A few years ago Ghostery got bought out and changed their policies to "block all but our partner trackers"...they're useless now.
While doing Android development i find it disturbing to say the least that while debugging my extremely basic app (think hello world) I see calls to Facebook and Amazon urls in my console logs.
WTH is up with that, I'm just a novice?
Caution: Contents under pressure
Ghostery isn't trustworthy. But uMatrix would be a good addition.
yes the cricle - a lady embraces the new absolute surveillance as it allows her to connect with fellow humans and the bad white man who did not appreciate the full transparency all that much dies one can say in hushed into death as an hunted animal running from the dogs. I exaggerate of course but then my neighbours told me many times they see nothing wrong in absolute transparency. Majority accepts the new brave world. What else can they do? The 'good doers' like Zuckerberg, Soros & Co do what they can to improve the world. The only problem I have with it is that I cannot escape from this paradise.
Using plugins is a good idea, but I find killing the traffic further upstream is more effective.
One of our competitors trademarked the term "hypothesis". From now on, we will call them "boneheaded ideas".
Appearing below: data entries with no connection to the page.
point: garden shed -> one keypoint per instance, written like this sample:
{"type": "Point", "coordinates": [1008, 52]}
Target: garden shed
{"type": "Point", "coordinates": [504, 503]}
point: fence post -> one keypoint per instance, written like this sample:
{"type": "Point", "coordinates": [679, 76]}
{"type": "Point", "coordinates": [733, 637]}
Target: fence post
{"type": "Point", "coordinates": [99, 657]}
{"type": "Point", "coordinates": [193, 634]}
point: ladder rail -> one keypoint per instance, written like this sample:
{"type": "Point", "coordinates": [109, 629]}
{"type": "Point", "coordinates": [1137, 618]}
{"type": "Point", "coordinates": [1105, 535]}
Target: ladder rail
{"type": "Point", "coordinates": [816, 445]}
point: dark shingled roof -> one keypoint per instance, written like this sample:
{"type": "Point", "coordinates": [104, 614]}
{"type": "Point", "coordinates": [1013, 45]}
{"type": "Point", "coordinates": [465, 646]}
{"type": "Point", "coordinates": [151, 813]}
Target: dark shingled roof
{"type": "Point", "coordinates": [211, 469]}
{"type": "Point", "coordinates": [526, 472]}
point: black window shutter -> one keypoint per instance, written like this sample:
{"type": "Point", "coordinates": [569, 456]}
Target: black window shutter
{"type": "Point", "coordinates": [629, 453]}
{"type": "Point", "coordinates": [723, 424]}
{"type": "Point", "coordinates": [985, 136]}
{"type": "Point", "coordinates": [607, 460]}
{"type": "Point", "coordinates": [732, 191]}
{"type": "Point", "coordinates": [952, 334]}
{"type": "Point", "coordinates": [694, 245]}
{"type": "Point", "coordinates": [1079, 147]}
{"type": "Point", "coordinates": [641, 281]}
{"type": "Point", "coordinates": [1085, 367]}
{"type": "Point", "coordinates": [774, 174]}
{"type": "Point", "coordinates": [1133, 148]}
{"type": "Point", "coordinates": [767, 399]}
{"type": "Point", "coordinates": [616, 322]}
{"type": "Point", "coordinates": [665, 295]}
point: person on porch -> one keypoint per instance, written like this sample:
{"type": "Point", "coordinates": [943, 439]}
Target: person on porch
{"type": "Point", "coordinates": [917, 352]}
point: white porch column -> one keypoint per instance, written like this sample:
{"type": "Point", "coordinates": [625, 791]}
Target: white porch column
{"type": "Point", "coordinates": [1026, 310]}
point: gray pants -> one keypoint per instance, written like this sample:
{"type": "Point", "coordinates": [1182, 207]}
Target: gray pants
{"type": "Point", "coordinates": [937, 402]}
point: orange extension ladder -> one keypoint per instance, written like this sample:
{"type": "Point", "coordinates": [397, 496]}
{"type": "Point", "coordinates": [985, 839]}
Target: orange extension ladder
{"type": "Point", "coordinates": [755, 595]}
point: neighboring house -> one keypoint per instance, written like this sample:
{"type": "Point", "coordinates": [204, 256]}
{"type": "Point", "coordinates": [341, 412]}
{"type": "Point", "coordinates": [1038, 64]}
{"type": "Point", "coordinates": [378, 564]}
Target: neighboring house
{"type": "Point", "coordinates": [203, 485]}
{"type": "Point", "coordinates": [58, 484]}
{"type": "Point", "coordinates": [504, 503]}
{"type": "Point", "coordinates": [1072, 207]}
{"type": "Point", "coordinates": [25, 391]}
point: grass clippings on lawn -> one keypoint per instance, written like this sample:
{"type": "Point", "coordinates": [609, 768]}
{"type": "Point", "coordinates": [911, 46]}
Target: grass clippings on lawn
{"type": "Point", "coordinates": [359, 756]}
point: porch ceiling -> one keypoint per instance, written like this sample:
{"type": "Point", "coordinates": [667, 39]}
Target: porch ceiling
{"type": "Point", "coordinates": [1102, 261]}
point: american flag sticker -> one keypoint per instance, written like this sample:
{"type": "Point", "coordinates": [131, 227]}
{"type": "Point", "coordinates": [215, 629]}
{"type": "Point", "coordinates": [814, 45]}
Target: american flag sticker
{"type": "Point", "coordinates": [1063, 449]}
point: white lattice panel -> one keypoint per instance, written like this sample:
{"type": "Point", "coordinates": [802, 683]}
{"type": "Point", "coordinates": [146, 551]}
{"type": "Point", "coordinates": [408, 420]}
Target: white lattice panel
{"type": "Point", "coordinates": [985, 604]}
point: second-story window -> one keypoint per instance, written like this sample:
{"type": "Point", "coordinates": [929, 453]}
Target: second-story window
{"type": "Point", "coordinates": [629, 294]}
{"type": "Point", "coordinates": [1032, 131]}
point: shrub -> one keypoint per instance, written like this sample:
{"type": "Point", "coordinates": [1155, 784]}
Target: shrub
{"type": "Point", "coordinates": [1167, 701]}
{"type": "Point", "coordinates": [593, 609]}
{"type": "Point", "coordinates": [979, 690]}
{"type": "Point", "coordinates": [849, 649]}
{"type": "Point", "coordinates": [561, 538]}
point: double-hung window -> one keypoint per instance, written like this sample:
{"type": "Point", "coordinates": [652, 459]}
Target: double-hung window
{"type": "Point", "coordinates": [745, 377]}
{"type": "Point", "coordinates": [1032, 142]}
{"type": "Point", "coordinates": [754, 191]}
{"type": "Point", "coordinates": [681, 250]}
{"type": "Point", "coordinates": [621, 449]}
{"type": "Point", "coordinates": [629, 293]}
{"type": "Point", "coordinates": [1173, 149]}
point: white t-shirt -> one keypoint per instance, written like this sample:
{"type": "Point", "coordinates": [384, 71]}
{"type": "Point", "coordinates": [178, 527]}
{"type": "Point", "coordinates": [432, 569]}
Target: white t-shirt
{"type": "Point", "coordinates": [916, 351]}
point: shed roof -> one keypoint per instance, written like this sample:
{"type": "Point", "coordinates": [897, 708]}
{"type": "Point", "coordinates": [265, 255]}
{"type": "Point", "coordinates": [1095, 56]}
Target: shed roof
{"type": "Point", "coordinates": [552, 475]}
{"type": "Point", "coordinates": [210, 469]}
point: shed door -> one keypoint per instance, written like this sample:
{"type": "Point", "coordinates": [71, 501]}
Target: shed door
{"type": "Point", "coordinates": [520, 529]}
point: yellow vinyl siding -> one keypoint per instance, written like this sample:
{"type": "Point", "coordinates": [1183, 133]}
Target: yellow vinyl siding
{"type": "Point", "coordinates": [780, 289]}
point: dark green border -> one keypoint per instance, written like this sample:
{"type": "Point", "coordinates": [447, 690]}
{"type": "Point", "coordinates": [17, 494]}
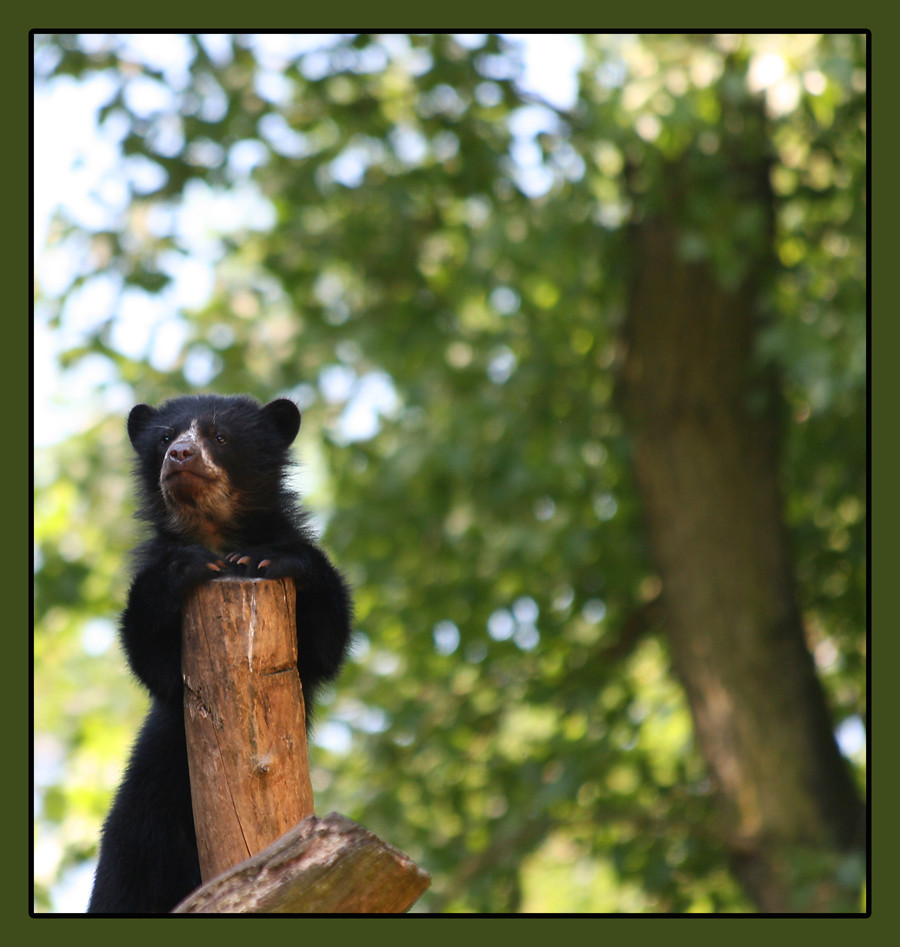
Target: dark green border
{"type": "Point", "coordinates": [885, 460]}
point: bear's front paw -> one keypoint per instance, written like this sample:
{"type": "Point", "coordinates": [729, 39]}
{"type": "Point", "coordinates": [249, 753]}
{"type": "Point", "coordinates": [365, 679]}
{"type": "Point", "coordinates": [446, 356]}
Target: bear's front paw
{"type": "Point", "coordinates": [259, 564]}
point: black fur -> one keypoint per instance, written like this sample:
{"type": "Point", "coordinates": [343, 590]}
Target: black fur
{"type": "Point", "coordinates": [211, 475]}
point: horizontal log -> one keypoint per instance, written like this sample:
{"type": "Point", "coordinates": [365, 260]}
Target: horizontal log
{"type": "Point", "coordinates": [322, 866]}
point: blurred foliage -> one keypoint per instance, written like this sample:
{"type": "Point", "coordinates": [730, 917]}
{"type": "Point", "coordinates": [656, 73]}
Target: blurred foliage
{"type": "Point", "coordinates": [392, 221]}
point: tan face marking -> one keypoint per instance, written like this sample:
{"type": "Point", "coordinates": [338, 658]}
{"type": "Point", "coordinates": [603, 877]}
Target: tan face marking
{"type": "Point", "coordinates": [199, 498]}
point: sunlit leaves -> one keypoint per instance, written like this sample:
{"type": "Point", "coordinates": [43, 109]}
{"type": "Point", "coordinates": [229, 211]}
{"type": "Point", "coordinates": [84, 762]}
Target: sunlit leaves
{"type": "Point", "coordinates": [390, 216]}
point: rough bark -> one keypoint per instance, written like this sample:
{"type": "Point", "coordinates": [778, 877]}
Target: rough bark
{"type": "Point", "coordinates": [322, 866]}
{"type": "Point", "coordinates": [244, 718]}
{"type": "Point", "coordinates": [705, 440]}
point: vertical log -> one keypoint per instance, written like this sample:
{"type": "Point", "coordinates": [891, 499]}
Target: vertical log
{"type": "Point", "coordinates": [244, 718]}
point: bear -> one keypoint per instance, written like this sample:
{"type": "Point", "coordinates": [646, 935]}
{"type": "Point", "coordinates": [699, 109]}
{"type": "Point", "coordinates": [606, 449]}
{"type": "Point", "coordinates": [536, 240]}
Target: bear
{"type": "Point", "coordinates": [210, 471]}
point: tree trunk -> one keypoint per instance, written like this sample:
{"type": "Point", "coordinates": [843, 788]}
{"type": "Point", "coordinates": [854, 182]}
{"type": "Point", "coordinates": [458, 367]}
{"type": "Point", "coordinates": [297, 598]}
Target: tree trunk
{"type": "Point", "coordinates": [244, 718]}
{"type": "Point", "coordinates": [704, 433]}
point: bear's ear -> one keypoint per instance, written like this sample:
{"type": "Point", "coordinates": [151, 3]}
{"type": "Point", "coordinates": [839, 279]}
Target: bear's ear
{"type": "Point", "coordinates": [138, 419]}
{"type": "Point", "coordinates": [285, 415]}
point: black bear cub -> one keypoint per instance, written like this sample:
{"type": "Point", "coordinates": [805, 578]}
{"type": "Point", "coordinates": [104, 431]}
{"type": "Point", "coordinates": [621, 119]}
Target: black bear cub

Buahahahahaha, this is the US we are talking about. There are no privacy protections. If a company employs you, they basically own you. They can look at absolutely anything they want if you're on a corporate-owned device. You are basically locked into a company because if you leave somewhere you no longer have health insurance and your company may blacklist you so you can't find a job elsewhere. Only laws that benefit corporations are ever passed as the governmental officials are owned by the corporations. Companies can do anything they want, down to regulating what activities you do when not at work or dictating when you piss. They can fire you at any time for almost any reason. The only exception is for certain protected classes (rage, gender, religion, etc.) but if they are firing someone for being black they just say "they aren't a team player" or "didn't align with our corporate culture" - it doesn't really matter as long as you don't mention their protected class and cite something sufficiently nebulous. The only real protected class is the US is profit.
Enigma
Facebook recently went so far over the line I'd hope a civil suit might even have a chance... the mobile app is taking recent photos, uploading them Facebooks servers, and asking if you want to share them, without having any ability to turn off the "feature" short of revoking access to photos through the app manager entirely (so you can't even upload the photos you do want to share). Whenever this is brought up in the support forum, the thread is locked.